Transports

Les trains de nuit s'éveillent peu à peu

Une cabine de seconde classe dans un trains de nuit.
Une cabine de seconde classe dans un trains de nuit. © SNCF

« On va relancer les trains de nuit. » Cette promesse, formulée par Emmanuel Macron le 14 juillet 2020, intervient après que la SNCF a démantelé une trentaine de lignes nocturnes jusqu’à n’en avoir plus que deux en 2010. Dix nouvelles lignes de nuit devraient ainsi voir le jour à l’horizon 2030. La France reste cependant encore à la traîne en comparaison à d’autres pays européens.
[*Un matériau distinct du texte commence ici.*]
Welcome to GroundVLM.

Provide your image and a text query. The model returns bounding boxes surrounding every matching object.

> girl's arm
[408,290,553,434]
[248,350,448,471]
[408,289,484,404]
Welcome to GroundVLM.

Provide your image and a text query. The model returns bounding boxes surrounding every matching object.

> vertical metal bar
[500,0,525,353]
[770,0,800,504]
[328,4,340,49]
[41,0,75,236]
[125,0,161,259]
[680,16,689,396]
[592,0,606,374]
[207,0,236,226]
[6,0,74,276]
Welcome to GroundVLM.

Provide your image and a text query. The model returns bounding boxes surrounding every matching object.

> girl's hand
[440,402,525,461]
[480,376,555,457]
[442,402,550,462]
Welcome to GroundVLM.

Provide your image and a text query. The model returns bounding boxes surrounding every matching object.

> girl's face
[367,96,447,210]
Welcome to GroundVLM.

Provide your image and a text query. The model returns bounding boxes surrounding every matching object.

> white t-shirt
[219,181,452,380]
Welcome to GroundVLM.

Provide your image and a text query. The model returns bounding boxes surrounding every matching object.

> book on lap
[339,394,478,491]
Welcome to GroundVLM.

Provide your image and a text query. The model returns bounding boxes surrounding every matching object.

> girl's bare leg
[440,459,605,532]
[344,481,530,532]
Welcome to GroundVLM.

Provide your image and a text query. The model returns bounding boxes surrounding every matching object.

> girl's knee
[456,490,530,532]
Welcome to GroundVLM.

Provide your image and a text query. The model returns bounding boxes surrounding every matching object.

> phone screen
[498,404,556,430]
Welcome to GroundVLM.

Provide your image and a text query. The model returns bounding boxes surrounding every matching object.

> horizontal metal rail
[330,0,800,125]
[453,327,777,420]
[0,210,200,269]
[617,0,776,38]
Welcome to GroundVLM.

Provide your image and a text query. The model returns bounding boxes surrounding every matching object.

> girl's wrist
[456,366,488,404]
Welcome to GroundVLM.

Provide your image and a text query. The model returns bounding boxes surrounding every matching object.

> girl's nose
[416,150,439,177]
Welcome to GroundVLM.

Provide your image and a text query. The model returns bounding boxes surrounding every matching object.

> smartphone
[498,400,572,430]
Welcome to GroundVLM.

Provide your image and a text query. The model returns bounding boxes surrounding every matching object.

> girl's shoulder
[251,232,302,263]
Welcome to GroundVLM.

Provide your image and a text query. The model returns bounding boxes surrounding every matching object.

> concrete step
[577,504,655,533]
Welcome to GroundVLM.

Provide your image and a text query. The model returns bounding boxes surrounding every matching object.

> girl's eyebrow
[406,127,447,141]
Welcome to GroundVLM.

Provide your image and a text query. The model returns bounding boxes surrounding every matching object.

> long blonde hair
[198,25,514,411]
Le gouvernement de Jean Castex l’avait assuré : dans le monde d’après, on (re)voyagera de nuit ! En septembre 2020, le Premier ministre annonçait un plan de relance du train de nuit, dont le réseau avait été réduit à seulement deux lignes en 2010. La ligne Paris-Nice, rouverte en mai 2021, a déjà transporté plus de 100 000 voyageurs. Le réseau bénéficie désormais d’un investissement de plus de 100 millions d’euros – divisé à part égale entre « la remise en état du matériel et l’amélioration des installations », précise la SNCF. Il faudra également compter sur 800 millions d’euros supplémentaires entre 2026 et 2030, notamment pour remplacer les anciennes voitures Corail, vieilles de plus de quarante ans.
Du côté de l’État, on s’enthousiasme et on n’oublie jamais de rappeler qu’en plus, c’est écologique : Jean-Baptiste Djebbari, ex-pilote de ligne et ministre des Transports jusqu’au remaniement de mai dernier, mettait en scène son engouement pour les trains de nuit dans ses publications TikTok. Côté SNCF, on rassure et annonce que les deux premières lignes prévues par ce plan « trouve[nt] [leur] public ».
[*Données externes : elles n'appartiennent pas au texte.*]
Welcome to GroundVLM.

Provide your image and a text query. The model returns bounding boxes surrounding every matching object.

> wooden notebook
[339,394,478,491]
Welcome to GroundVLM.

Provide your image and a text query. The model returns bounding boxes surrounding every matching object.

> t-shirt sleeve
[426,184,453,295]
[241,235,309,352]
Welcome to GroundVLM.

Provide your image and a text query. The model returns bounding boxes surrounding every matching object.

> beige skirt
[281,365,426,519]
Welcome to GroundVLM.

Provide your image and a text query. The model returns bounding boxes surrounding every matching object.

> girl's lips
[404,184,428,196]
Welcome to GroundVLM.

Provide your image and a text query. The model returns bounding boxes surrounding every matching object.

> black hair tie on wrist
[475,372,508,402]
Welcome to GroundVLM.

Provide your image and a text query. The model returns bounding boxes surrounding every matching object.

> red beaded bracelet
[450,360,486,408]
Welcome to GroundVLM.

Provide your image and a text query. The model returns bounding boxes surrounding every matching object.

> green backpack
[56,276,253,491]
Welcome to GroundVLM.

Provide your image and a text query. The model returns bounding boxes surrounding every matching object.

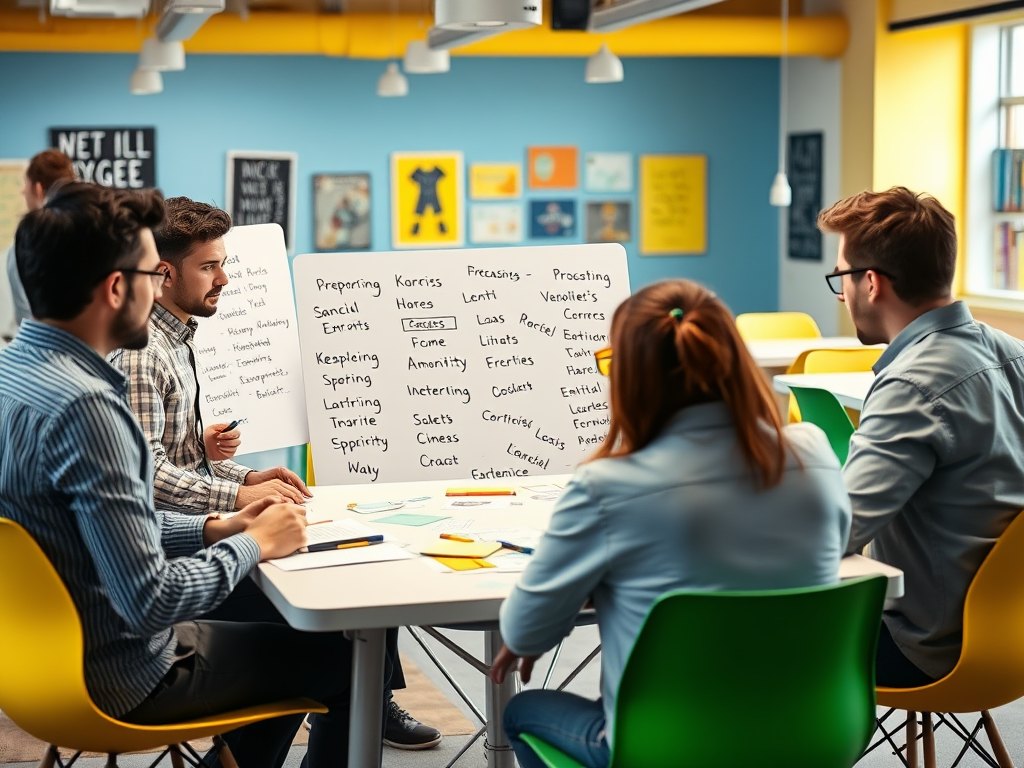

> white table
[746,336,880,368]
[253,475,903,768]
[772,371,874,411]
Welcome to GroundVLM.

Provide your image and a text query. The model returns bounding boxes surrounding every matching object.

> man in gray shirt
[0,150,75,336]
[818,186,1024,687]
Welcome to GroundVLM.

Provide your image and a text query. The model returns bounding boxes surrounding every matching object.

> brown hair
[153,198,231,268]
[593,280,787,487]
[818,186,956,306]
[25,150,76,195]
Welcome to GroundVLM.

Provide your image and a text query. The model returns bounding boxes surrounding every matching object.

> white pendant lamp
[377,61,409,97]
[401,40,452,75]
[434,0,544,31]
[138,37,185,72]
[768,0,793,208]
[128,69,164,96]
[583,43,624,83]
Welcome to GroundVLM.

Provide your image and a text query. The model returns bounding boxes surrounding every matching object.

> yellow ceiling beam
[0,11,850,59]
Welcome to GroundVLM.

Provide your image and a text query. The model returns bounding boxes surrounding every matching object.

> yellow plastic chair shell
[878,514,1024,766]
[0,518,327,762]
[736,312,821,341]
[786,347,885,427]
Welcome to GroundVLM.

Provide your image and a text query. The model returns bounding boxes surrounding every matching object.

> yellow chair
[878,515,1024,768]
[0,518,327,768]
[786,347,885,427]
[736,312,821,341]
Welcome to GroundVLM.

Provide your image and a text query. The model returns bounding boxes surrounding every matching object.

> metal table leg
[345,630,387,768]
[483,632,515,768]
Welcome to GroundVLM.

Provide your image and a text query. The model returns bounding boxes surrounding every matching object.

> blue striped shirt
[0,321,260,717]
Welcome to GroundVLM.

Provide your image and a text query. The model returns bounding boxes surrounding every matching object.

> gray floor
[6,627,1024,768]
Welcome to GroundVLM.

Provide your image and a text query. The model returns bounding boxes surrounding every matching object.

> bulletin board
[0,160,29,250]
[640,155,708,256]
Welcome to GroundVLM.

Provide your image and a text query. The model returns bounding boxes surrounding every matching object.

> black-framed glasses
[118,267,167,291]
[825,266,896,296]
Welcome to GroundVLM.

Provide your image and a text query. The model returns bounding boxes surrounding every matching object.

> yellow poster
[0,160,29,249]
[469,163,522,200]
[640,155,708,256]
[391,152,464,248]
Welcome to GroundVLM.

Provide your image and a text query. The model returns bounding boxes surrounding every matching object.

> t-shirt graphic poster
[196,224,309,456]
[294,244,630,484]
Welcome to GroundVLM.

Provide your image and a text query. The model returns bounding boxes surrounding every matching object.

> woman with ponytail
[492,280,850,768]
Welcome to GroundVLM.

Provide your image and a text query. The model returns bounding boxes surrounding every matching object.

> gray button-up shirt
[843,302,1024,677]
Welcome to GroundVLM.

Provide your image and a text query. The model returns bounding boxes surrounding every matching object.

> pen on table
[441,534,476,544]
[497,539,534,555]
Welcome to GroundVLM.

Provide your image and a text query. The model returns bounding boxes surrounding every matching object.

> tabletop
[253,475,903,632]
[746,336,880,368]
[772,371,874,411]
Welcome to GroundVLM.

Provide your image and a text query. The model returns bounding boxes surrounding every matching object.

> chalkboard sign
[50,128,157,189]
[786,132,824,261]
[227,152,299,251]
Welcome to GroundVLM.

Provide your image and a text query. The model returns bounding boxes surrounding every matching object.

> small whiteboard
[294,244,630,484]
[196,224,309,456]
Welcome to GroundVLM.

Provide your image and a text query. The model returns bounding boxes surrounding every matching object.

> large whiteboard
[196,224,309,456]
[294,244,630,484]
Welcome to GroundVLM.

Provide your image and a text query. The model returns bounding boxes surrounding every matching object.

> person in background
[492,280,850,768]
[110,198,310,512]
[110,198,441,750]
[0,150,75,337]
[818,186,1024,688]
[0,182,376,768]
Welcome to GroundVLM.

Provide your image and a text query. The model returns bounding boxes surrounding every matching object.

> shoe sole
[384,736,441,751]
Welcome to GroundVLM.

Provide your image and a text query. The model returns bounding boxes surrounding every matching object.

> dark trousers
[874,622,936,688]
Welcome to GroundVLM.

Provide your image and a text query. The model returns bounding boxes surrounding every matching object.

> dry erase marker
[498,540,534,555]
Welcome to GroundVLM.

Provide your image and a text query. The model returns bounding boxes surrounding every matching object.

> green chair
[521,577,886,768]
[790,387,854,464]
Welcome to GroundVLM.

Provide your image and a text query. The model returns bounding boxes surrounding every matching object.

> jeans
[505,690,611,768]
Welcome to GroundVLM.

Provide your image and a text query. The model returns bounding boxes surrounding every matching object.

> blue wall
[0,53,778,312]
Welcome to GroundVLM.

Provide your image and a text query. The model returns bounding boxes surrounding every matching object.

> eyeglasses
[825,266,896,296]
[118,268,167,291]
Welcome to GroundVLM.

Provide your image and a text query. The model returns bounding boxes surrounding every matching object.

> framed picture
[469,163,522,200]
[313,173,371,251]
[584,152,633,193]
[526,146,580,189]
[587,200,633,243]
[391,152,465,249]
[469,203,522,245]
[529,200,577,239]
[226,150,299,251]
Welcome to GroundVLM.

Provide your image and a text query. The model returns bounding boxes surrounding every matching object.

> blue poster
[529,200,577,238]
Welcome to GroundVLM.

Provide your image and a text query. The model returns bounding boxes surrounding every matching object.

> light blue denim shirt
[501,402,850,743]
[843,302,1024,677]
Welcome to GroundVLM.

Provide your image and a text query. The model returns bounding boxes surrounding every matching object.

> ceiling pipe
[0,11,850,59]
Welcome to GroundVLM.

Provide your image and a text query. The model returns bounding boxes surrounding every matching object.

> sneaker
[384,700,441,750]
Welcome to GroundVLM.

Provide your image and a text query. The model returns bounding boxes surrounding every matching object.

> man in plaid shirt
[110,198,310,513]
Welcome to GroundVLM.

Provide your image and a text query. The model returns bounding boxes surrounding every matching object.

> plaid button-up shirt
[110,304,252,512]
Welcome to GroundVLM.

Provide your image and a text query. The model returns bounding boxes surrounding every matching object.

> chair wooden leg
[38,744,57,768]
[167,744,185,768]
[213,736,239,768]
[906,712,918,768]
[921,712,936,768]
[981,710,1014,768]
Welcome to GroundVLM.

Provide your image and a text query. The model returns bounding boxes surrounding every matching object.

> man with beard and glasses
[818,186,1024,688]
[0,182,376,768]
[111,198,441,750]
[111,198,310,512]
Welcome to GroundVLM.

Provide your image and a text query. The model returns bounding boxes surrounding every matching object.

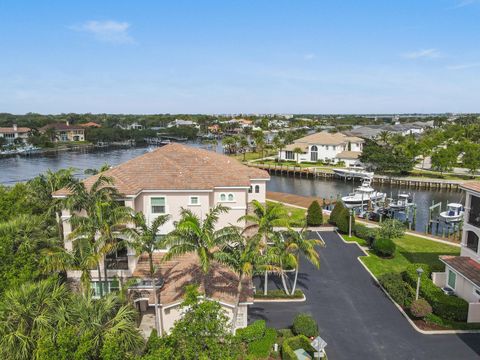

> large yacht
[342,178,386,208]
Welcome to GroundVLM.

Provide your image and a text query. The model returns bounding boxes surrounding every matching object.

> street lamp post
[415,267,423,300]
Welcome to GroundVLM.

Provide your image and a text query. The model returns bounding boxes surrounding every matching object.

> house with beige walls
[278,131,364,166]
[54,143,270,331]
[432,182,480,322]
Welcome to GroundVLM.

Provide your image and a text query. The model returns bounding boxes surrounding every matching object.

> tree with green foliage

Le 17 mars, l’ancien ministre signait aux côtés de Christophe Fanichet, Président-directeur général de SNCF Voyageurs, la nouvelle convention d’exploitation des trains d’équilibre du territoire - TET (1). Cette convention réaffirme l’ambition de l’État d’investir et développer les trains de nuit « après les lancements réussis en temps contraint des trains de nuit Paris-Nice et Paris-Lourdes en 2021 ». Ambition confirmée par l’étude sur le développement des TET réalisée par l’État et remise au Parlement en mai 2021 relative à l’intérêt socio-économique et environnemental de la création de plusieurs lignes de nuit. 

Repenser le transport moyenne distance

Si l’autocongratulation semble de mise, on partait de loin. Le train de nuit connaît son apogée en 1981, année où les premiers TGV sont mis en service. Une trentaine de lignes de nuit desservait alors 550 gares en France. Puis ces lignes ont peu à peu été abandonnées. À ce jour, seulement quatre lignes d’Intercités proposent des trajets nocturnes : Paris est ainsi relié à Nice, Briançon, Rodez/Latour-de-Carol via Toulouse et Lourdes via Tarbes, mais celles-ci ne sont pas suffisantes pour relancer le trafic ferroviaire de nuit à l’échelle du pays. 

Relâchant, selon la SNCF, jusqu’à 50 fois moins de CO2 dans l’atmosphère que la voiture et 80 fois moins que l’avion, le train est un moyen de réduire les émissions de gaz à effet de serre (2). Favoriser les trajets sur les rails la nuit est une solution écologiquement préférable pour les trajets de moyennes distances en France et en Europe, estime Quentin Marsal, membre du collectif citoyen Oui au train de nuit ! : « C’est une piste prometteuse pour décarboner les transports sur des distances de 600 à 1500 kilomètres, c’est pourquoi nous proposons un réseau de 30 lignes pour reconnecter les différents territoires entre eux ». Le collectif a ainsi lancé en 2017 une pétition qui comptabilise à ce jour plus de 205 000 signatures, même si Quentin Marsal reconnaît que le combat est loin d’être gagné : « Si les voyageurs ne prennent plus les trains de nuit, c’est parce qu’ils ont été supprimés. La pétition sert à légitimer leur retour et démontrer que ce n’est pas le nombre de voyageurs qui a provoqué le démantèlement de ces lignes ».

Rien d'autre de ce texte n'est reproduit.